Possible Solution | Answer | Feedback
Allocate "create database" to tester | Quality | Correct
Move "create database" to after "write web interface" | Time | Correct
Hire a database specialist to create the database | Cost | Correct
Note: it's possible to allocate someone to more than one task at once if they don't spend all their time doing that task. For example, one developer could spend 70% of their time doing one task and 30% doing another. The difficulty with this is that it can be inefficient and hard to monitor.
## Project Costs
There are two types of project costs: **direct** costs and **indirect costs**. On most projects, the biggest direct cost is *worker's salaries*. Other direct costs are the equipment and materials required for the project. Indirect costs are not really covered in this module.
To calculate the total cost of a project, you simply have to multiply the cost per hour by the amount of time that eah resource (usually a person in this case) will be needed for.
It is possible to allocate more than one person to a task. This is done to reduce the time taken to do the task so the project finishes sooner. However, this may increase the cost.
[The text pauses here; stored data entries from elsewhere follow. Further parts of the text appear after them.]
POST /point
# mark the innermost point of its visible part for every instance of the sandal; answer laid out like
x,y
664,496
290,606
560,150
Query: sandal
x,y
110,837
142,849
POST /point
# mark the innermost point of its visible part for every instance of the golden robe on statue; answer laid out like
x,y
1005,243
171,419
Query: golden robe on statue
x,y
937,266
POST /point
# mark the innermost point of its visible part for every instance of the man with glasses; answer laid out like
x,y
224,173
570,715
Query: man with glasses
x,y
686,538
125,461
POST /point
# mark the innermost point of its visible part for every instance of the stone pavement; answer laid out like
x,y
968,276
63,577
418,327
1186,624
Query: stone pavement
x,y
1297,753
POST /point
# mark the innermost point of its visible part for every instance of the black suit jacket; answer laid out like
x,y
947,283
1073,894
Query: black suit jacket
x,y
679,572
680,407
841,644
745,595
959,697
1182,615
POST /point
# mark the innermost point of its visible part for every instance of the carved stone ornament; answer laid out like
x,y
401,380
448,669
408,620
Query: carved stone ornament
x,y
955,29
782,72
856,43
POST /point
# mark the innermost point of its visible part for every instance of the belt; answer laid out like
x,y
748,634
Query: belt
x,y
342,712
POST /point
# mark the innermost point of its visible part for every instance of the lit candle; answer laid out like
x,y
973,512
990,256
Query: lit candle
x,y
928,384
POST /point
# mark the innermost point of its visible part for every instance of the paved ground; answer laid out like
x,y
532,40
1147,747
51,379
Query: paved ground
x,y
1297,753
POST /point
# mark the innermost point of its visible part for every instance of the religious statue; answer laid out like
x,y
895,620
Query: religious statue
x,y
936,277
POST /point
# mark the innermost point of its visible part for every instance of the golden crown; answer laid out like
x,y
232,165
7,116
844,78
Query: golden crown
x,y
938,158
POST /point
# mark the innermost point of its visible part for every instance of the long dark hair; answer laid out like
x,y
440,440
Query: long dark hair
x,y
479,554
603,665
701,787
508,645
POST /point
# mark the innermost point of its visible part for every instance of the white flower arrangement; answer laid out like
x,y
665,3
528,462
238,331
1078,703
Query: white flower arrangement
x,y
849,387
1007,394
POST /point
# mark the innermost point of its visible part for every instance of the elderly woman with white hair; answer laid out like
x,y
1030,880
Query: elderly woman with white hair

## Activity 8.3: How has adding multiple workers affected...
### Cost
~~The cost has increased because now another developer's time must be paid for~~
Actually the cost is the same (assuming both developers have the same salary): although another developer must be paid, the time for which each developer needs to be paid has decreased
### Duration
Duration has been reduced
### Scope
The scope remains the same
### Quality
The quality *should* remain the same, assuming the developers can work well together
## Scheduling your final-year project
Although you are technically the only worker, there are tasks you may need to include on a Gantt chart for other people, such as your supervisor.